I, for one, resented this show for its first seven or eight seasons, shocked at what was being presented as real life toward a young, impressionable audience. Promiscuity, raging drunkenness, and plain stupidity were there on display for all to see. It seemed that this was a reality that the general public could do without. And then something happened: I got my MTV. I ordered cable television and wound up sitting on the couch far too often, flipping through the channels over and over again. And then one weekend I came upon a “Real World” marathon, in which MTV airs episodes from a few entire seasons back to back all weekend long. Something must have caught my eye, probably shocking in nature, and soon I learned all the names of the cast members, and what they were like, and before I knew it, I’d spent most of the weekend watching these crazy, fascinating, stupid, intelligent, lost, and competent kids live a highly-unrealistic part of their lives. Against my wishes, I was hooked. Sure, you question the motives of these people sometimes, and they are often outrageous and uninhibited to a fault. Yet there is truly a glimpse of reality in the self-exploration among these youngsters trying to figure out their place in the world. I still worry about young kids watching it, but it is compelling TV nonetheless.

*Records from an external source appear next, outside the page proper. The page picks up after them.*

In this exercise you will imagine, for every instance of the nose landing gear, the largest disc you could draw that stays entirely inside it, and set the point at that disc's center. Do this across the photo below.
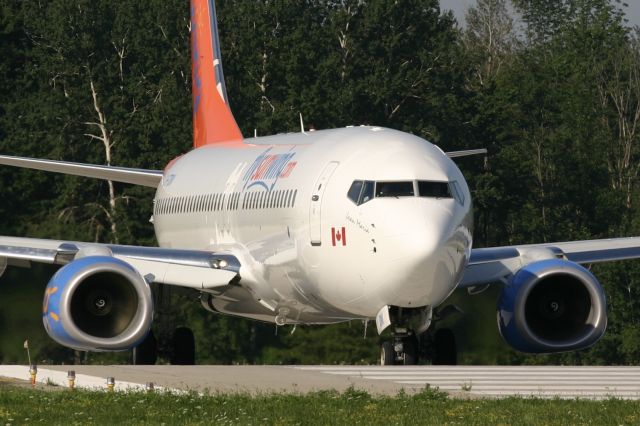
(413, 337)
(402, 349)
(405, 348)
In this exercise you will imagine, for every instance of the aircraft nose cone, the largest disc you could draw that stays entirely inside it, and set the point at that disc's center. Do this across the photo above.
(430, 259)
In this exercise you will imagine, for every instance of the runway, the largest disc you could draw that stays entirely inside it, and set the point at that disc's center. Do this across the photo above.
(459, 381)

“Real World” succeeds in large part due to its casting, admirable editing, a brisk pace, and an appropriate rock soundtrack. Casting is all-important for a reality-based show to succeed, as CBS found out last summer with “Big Brother” and its shockingly dull cast (look for a retooled “Big Brother 2” and a sassier cast starting July 5). Having the right mix of people to produce sparks – belligerent, romantic, or otherwise – is ultimately the only way to keep an audience. Generally, you can count on reality show cast members to be unusually well-spoken, often able to articulate their thoughts and feelings with a poignancy that would elude even the best scriptwriters. It also may take good producers to get that out of them, but in the end, it is those improvised bits of reality that make “Real World” and the like worth watching.
Sometimes frivolous entertainment can make you think. What’s so bad about that? PO
|A Partial Observer’s Guide to Reality TV|
By Mark D. Johnson
Forget “Millionaire” and “Weakest Link” – tune in to “You Don’t Know Jack” (ABC) with Paul Reubens and “Win Ben Stein’s Money” (Comedy Central) for something more witty and entertaining.

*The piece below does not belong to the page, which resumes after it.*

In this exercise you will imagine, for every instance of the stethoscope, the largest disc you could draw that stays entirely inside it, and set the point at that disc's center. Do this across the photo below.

“Survivor” still rules, but it needs more variety than a new cast and location for it to survive in the long term. ABC’s intriguing “The Mole” returns next fall. MTV’s “Road Rules” (“Real World” in an RV) changes its format to vote out weak members – a shameful compromise, though I admit I never watched the show.
“Blind Date” (Syndicated) is a riot for mature audiences. Resist “Temptation Island.”
European megahit “Big Brother” still has U.S. potential. The drastic changes for “Big Brother 2” are bound to be an improvement, but last season’s bumbling producers may have sealed its fate. ABC’s “SpyTV” is an infantile rip-off of “Candid Camera” on shaky ethical ground.
MTV’s “The Real World” set the standard for the genre (not recommended for younger teens – they can check out Disney Channel’s “Bug Juice,” which is Real World Lite set at a summer camp). “Fear Factor” (NBC) has high gawk value, but leaves a bad taste in your mouth.